Signalling molecular recognition nanocavities with multiple functional groups prepared by molecular imprinting and sequential post-imprinting modifications for prostate cancer biomarker glycoprotein detection

• Published in: Journal of materials chemistry. B, Materials for biology and medicine Vol. 8; no. 35; pp. 7987 - 7993
• Main Authors: Saeki, Tetsuro, Takano, Eri, Sunayama, Hirobumi, Kamon, Yuri, Horikawa, Ryo, Kitayama, Yukiya, Takeuchi, Toshifumi
• Format: Journal Article
• Language: English
• Published: England Royal Society of Chemistry 21.09.2020
• Subjects: Antigens; Biomarkers; Biomarkers, Tumor - chemistry; Biomarkers, Tumor - metabolism; Boronic Acids - chemistry; Cell Line, Tumor; Crosslinking; Curve fitting; Fluorescence; Functional groups; Glycoproteins; Glycoproteins - chemistry; Glycoproteins - metabolism; Humans; Male; Molecular Imprinting; Nanotechnology - methods; Polymerization; Prostate cancer; Prostate-Specific Antigen - chemistry; Prostate-Specific Antigen - metabolism; Prostatic Neoplasms - metabolism; Reagents; Recognition; Signal to noise ratio; Signaling; Substrates; Target detection
• ISSN: 2050-750X; 2050-7518
• DOI: 10.1039/d0tb00685h

Fluorescent-signalling molecularly-imprinted nanocavities possessing orthogonal dual interaction sites for the detection of prostate cancer biomarker glycoprotein were constructed through molecular imprinting and sequential multistep post-imprinting modifications (PIMs) using a newly designed multi-functionalised PIM reagent (PIR). The PIR, possessing an interaction site and dual reaction sites for PIMs, enabled us to introduce multiple functions including interaction sites and fluorescent reporter groups in a single PIM site, leading to the sensitive fluorescent detection of target glycoproteins with a high signal-to-noise ratio. Prostate specific antigen (PSA), used as a biomarker for prostate-related diseases, was selected as a target glycoprotein. Surface-initiated atom transfer radical polymerisation from template PSA immobilised the substrate with a functional monomer possessing a phenyl boronic acid group, where the template PSA was designed to possess polymerisation groups aligned with disulphide linkage. Using the thiol groups left after removing templates, PIR could be introduced as the 1st PIM. An evaluation of the effect of crosslinking density and blocking treatment on selective detection indicated that highly selective and sensitive detection of PSA was achieved.
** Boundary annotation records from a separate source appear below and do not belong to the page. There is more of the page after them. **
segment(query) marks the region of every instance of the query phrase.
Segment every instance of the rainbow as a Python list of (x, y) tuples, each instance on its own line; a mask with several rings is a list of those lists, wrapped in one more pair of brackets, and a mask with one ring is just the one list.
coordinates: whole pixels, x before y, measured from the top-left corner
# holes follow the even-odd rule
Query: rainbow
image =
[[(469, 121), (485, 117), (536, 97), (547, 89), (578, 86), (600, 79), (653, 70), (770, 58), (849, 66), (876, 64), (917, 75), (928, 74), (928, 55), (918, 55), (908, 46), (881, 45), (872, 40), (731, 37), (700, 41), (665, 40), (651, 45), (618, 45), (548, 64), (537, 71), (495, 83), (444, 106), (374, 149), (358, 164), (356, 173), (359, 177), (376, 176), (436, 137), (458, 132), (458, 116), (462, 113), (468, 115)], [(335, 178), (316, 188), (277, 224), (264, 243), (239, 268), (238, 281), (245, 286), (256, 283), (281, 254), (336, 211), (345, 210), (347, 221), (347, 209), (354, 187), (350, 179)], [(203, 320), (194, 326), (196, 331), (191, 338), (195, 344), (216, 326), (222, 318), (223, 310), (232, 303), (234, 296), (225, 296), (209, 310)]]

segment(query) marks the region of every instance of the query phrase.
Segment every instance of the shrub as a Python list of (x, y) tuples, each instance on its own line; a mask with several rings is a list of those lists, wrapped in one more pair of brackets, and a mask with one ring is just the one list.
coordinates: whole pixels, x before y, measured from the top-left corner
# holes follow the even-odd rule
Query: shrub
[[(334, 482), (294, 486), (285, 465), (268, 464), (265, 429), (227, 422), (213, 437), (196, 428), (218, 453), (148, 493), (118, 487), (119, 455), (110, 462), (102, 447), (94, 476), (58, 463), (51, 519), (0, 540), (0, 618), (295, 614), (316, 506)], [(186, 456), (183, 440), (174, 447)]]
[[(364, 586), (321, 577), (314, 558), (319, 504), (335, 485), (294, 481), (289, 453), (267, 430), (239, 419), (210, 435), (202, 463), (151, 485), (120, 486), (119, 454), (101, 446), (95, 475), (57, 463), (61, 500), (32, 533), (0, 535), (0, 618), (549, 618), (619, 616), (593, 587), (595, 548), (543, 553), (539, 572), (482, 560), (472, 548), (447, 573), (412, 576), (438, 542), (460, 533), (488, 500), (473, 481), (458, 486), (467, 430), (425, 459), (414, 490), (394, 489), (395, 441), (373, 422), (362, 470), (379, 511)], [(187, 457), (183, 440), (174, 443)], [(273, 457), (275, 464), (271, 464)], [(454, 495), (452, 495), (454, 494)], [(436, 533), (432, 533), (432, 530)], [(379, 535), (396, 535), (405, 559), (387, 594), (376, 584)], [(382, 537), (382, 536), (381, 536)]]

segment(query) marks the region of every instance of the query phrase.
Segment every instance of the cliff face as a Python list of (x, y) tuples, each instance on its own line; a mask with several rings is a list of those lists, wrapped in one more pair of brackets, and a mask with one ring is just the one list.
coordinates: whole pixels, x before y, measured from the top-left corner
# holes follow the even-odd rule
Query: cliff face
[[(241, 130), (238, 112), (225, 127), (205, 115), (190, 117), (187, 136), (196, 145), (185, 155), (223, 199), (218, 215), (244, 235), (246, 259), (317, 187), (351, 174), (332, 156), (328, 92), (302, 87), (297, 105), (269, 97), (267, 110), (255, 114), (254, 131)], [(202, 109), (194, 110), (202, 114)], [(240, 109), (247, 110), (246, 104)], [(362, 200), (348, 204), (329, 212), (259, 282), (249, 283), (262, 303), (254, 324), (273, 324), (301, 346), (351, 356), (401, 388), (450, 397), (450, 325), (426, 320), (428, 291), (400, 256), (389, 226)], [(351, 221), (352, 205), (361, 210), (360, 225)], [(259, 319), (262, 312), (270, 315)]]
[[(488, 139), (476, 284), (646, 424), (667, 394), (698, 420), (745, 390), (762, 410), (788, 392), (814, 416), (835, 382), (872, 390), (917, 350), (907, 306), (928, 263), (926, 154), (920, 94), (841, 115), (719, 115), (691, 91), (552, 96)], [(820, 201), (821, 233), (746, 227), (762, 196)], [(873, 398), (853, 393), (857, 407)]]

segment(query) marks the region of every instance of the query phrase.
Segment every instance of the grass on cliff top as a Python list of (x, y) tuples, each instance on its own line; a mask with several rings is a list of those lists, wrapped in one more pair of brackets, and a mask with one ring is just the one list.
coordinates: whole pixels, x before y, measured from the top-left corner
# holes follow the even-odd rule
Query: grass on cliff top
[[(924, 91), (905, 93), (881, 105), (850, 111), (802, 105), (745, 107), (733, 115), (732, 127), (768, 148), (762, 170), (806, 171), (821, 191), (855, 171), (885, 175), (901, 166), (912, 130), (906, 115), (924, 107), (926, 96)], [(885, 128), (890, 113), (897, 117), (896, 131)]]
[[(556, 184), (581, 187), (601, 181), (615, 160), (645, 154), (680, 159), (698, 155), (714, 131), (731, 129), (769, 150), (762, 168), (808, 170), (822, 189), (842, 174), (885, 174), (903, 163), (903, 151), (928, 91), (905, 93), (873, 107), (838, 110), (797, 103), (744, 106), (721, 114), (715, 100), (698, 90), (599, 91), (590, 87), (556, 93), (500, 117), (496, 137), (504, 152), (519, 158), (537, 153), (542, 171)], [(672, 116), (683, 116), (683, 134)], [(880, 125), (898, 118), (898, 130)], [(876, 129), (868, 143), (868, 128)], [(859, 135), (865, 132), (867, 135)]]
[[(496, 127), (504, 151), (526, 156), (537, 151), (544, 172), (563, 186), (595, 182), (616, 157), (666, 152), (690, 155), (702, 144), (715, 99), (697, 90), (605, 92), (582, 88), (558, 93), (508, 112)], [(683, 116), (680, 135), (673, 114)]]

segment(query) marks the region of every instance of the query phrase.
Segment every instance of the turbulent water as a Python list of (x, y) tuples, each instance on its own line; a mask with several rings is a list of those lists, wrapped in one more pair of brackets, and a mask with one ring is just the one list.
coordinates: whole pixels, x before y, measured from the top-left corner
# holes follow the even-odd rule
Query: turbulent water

Furthermore, the 2nd PIM to introduce fluorescent molecules into the nanocavities led to the fluorescent detection of PSA. The new sequential PIM strategy using multi-functional PIR can potentially create various sophisticated artificial molecular recognition materials. Novel sequential post-imprinting modifications were demonstrated on the development of multi-functionalized molecularly imprinted polymers for a biomarker glycoprotein.